Prior to the aurora show, we went out to dinner in Höfn, the langoustine capital of Iceland. Though I was still skeptical about Icelandic seafood, I ordered a plate full of locally-caught langoustines smothered in a cream sauce. This meal – more than any other – permanently changed my view of Icelandic cuisine. The langoustines were delicious. (The next day we had lunch in Höfn, which was probably our best meal of the trip. I ordered a piece of rainbow trout that was so big that it looked like a salmon filet. In other words, if you’re hungry in Iceland, drive to Höfn.)
When we got back to the hotel, I sat in the lobby to catch up on the day’s news. About 30 minutes later, I saw a photographer dart through the lobby with his camera. I knew why he was running: he had seen the aurora. Following suit, I sprinted back to my hotel room to grab my camera and my car keys.

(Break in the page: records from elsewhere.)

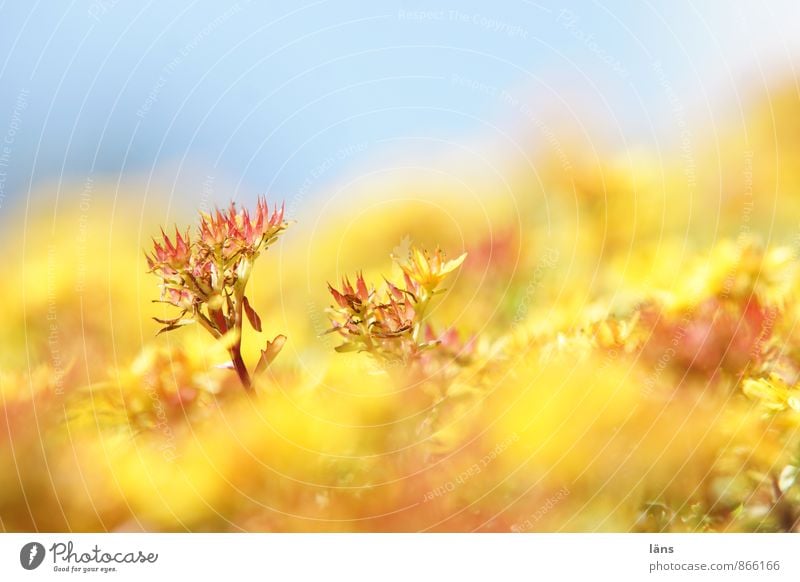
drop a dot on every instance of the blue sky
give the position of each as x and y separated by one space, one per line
278 95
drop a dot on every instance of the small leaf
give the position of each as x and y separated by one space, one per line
255 320
269 354
788 478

We hopped in our rental car and drove around Southeast Iceland, searching for interesting compositions. First, we stopped at an eerie meadow that presented more challenges than opportunities, particularly with a new moon in the sky. Next, we drove to Vestrahorn, one of Iceland’s most-photographed mountains. The conditions at Vestrahorn were nearly perfect, apart from the fact that the aurora seemed to be everywhere but over the mountain. Nevertheless, it was an amazing night and by far the best aurora display I’ve ever seen.

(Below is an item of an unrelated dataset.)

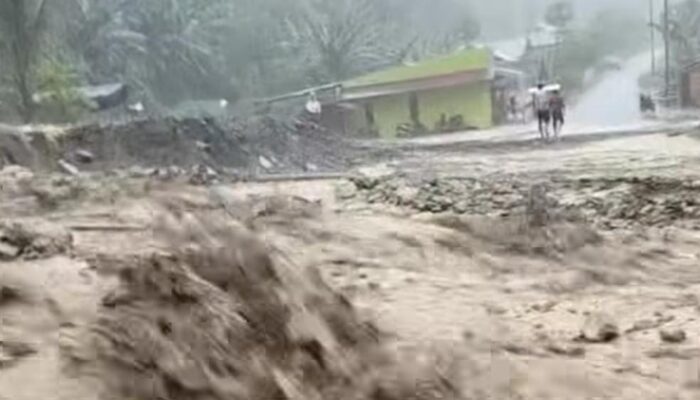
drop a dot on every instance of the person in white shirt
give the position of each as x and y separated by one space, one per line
313 106
540 102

On the fourth and final day of our trip, we started to make our way back to Reykjavík. There was still so much that we wanted to see and do before we left, including a trip to a geothermal spa and a meal at a gas station. But we knew when we arrived that it would be impossible to see an entire country in four days. Rather than try to do it all, we structured our day around another aurora show.
Based on my experience the previous night, I came up with a totally original plan, or so I thought: we’d head to Skógafoss, Iceland’s most famous waterfall, at midnight to shoot the aurora. When we arrived, the conditions were perfect. But, as I walked up to the waterfall, I noticed that we weren’t alone. There were probably 30 other photographers shooting the waterfall. So much for my original idea! I chuckled out loud, in large part because we probably hadn’t seen 30 other people the rest of the day. As I watched the aurora dance above the waterfall, I slowly forgot that anyone else was there.
In a way, it’s part of what makes Iceland so special. You can go hours without seeing anyone and then find yourself in a throng of tourists. You can have one of the worst meals of your life and then days later have an absolutely unforgettable meal. And, you can feel like you are in the middle of nowhere one moment and forget that anywhere else exists the next.